Expression of the hnCD16 Fc receptor, which improves antibody-dependent cellular cytotoxicity, a potent anti-tumor mechanism by which NK cells recognize, bind and kill antibody-coated cancer cells;
Expression of the IL-15RF cytokine complex, which promotes NK cell survival and persistence and induces trans-activation of endogenous NK cells and CD8 T cells; and
Elimination of CD38 expression, which enhances innate effector function, including granzyme and perforin levels and resistance to oxidative stress, and prevents anti-CD38 antibody-mediated NK cell death.
The first-in-human, multi-center, dose-escalation Phase 1 clinical trial of FT538 is designed to determine the maximum tolerated dose (MTD) of three once-weekly doses of FT538 in up to 105 adult patients across four dose cohorts (100M cells per dose; 300M cells per dose; 900M cells per dose; and 1.5B cells per dose). The study will assess two treatment regimens: Regimen A as a monotherapy in patients with relapsed / refractory AML; and Regimen B in combination with daratumumab, an FDA-approved anti-CD38 monoclonal antibody, in patients with relapsed / refractory multiple myeloma who have failed at least two lines of therapy.
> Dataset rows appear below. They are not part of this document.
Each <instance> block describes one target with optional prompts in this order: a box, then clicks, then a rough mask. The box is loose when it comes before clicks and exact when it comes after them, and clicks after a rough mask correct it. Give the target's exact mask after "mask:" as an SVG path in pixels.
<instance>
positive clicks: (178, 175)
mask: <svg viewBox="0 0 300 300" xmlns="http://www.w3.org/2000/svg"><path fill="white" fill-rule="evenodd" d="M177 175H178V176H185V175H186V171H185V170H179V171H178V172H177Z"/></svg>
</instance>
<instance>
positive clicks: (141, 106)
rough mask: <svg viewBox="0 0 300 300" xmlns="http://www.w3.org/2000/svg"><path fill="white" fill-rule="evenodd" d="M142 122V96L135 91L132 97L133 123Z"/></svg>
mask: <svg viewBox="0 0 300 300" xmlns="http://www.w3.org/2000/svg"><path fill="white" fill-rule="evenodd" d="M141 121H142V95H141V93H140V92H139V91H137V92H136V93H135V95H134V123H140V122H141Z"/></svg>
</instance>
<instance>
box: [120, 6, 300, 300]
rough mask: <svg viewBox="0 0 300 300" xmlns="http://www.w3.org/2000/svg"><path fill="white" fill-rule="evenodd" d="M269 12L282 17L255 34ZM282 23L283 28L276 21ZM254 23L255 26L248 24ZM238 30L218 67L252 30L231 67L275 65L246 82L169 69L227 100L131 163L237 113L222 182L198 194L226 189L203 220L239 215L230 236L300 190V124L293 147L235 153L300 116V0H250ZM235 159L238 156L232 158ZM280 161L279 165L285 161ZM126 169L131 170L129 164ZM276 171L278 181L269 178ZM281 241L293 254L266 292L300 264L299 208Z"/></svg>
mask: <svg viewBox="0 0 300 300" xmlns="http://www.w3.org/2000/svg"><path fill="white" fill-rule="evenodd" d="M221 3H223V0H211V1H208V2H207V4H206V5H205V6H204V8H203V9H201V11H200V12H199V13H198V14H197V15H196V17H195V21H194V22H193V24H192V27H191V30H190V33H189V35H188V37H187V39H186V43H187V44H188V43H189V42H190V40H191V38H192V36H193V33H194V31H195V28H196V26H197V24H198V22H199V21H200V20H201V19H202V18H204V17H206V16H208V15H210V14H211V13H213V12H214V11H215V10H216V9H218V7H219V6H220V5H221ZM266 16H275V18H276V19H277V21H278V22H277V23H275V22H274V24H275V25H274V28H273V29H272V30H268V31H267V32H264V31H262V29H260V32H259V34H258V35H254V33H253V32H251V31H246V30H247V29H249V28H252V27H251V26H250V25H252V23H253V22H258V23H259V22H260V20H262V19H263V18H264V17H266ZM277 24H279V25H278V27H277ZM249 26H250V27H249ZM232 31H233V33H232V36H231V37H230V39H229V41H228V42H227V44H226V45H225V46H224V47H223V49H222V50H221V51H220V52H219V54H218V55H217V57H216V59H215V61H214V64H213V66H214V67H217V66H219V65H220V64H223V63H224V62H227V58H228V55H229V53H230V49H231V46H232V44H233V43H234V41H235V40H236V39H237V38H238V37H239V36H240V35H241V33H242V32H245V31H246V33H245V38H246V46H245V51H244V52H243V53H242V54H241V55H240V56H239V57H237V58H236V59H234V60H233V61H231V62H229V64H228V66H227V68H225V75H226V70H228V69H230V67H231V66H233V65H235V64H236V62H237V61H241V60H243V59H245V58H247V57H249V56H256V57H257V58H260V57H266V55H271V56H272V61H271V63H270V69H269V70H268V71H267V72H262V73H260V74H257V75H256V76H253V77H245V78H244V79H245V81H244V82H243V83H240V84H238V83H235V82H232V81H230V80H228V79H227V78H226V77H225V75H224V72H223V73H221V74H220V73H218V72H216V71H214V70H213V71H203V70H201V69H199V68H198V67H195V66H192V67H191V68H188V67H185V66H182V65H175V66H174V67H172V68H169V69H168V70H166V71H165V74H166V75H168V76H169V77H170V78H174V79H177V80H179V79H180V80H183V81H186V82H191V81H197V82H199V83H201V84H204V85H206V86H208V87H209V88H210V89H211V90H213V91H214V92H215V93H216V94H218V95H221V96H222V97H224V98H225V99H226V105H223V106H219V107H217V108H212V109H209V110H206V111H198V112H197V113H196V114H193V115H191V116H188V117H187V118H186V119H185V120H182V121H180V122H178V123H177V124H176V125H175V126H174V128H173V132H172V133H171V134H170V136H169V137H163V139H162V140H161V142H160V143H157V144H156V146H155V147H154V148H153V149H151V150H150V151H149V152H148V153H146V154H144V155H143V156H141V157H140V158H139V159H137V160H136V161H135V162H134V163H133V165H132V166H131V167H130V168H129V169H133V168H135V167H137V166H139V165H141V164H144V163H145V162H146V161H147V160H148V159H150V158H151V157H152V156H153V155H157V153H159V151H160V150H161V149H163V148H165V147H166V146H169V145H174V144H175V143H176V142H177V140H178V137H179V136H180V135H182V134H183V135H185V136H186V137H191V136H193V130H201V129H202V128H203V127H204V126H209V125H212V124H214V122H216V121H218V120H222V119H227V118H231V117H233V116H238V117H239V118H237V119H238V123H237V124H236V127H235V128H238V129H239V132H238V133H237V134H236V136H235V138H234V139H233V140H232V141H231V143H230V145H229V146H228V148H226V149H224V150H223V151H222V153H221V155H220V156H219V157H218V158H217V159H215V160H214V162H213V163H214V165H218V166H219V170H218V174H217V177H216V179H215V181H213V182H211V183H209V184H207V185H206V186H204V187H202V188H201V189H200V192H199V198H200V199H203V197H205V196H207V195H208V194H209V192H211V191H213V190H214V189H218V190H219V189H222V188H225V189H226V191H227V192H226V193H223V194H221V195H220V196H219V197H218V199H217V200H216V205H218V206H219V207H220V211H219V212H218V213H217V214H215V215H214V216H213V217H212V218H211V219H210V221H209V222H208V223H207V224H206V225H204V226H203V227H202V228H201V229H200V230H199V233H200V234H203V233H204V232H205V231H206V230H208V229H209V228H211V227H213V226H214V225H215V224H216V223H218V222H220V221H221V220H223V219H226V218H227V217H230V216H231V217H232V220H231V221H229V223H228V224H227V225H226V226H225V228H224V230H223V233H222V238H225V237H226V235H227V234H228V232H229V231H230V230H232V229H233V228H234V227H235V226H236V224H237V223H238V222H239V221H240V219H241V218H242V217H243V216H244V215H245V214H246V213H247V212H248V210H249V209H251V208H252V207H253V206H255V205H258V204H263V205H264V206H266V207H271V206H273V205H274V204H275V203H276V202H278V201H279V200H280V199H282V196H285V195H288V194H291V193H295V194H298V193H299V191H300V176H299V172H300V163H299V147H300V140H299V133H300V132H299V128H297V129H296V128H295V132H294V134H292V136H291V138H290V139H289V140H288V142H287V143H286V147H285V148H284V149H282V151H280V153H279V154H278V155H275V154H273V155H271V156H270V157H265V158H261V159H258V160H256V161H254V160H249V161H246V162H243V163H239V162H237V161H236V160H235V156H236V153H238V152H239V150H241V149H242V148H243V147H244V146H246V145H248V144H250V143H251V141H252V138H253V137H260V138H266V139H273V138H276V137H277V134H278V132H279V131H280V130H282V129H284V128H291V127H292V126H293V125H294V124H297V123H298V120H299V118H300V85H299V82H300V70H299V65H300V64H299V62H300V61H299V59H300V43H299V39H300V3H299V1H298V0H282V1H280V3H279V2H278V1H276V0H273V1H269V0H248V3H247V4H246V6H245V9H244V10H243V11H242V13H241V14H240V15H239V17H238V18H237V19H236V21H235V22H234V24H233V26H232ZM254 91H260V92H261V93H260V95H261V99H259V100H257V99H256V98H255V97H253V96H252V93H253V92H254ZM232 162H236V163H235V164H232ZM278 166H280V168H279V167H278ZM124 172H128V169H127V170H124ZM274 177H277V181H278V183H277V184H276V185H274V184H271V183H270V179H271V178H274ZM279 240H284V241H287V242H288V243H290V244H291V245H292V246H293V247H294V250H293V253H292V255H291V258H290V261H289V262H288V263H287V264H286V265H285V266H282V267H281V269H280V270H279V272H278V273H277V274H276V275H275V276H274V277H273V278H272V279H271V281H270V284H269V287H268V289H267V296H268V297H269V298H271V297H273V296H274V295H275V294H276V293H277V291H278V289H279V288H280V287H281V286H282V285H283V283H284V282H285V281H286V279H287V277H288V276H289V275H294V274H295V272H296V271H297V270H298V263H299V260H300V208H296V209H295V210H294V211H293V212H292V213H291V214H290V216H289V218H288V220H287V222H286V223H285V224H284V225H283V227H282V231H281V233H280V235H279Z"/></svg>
In addition, the Company may initiate a third treatment regimen in combination with elotuzumab, an FDA-approved anti-SLAMF7 monoclonal antibody, in patients with relapsed / refractory multiple myeloma who have failed at least two lines of therapy starting at one dose level below the MTD of Regimen B. For all regimens, multiple indication- or dose-specific dose-expansion cohorts of up to 15 patients per cohort may be enrolled to further evaluate the clinical activity of FT538.

FT538 is the fourth off-the-shelf, iPSC-derived NK cell product candidate from the Company’s proprietary iPSC product platform cleared for clinical investigation by the FDA. The Company has initiated clinical manufacture of FT538 at its GMP facility in San Diego, CA.

About Fate Therapeutics’ iPSC Product Platform
The Company’s proprietary induced pluripotent stem cell (iPSC) product platform enables mass production of off-the-shelf, engineered, homogeneous cell products that can be administered with multiple doses to deliver more effective pharmacologic activity, including in combination with cycles of other cancer treatments. Human iPSCs possess the unique dual properties of unlimited self-renewal and differentiation potential into all cell types of the body. The Company’s first-of-kind approach involves engineering human iPSCs in a one-time genetic modification event and selecting a single engineered iPSC for maintenance as a clonal master iPSC line. Analogous to master cell lines used to manufacture biopharmaceutical drug products such as monoclonal antibodies, clonal master iPSC lines are a renewable source for manufacturing cell therapy products which are well-defined and uniform in composition, can be mass produced at significant scale in a cost-effective manner, and can be delivered off-the-shelf for patient treatment. As a result, the Company’s platform is uniquely capable of overcoming numerous limitations associated with the production of cell therapies using patient- or donor-sourced cells, which is logistically complex and expensive and is subject to batch-to-batch and cell-to-cell variability that can affect clinical safety and efficacy. Fate Therapeutics’ iPSC product platform is supported by an intellectual property portfolio of over 300 issued patents and 150 pending patent applications.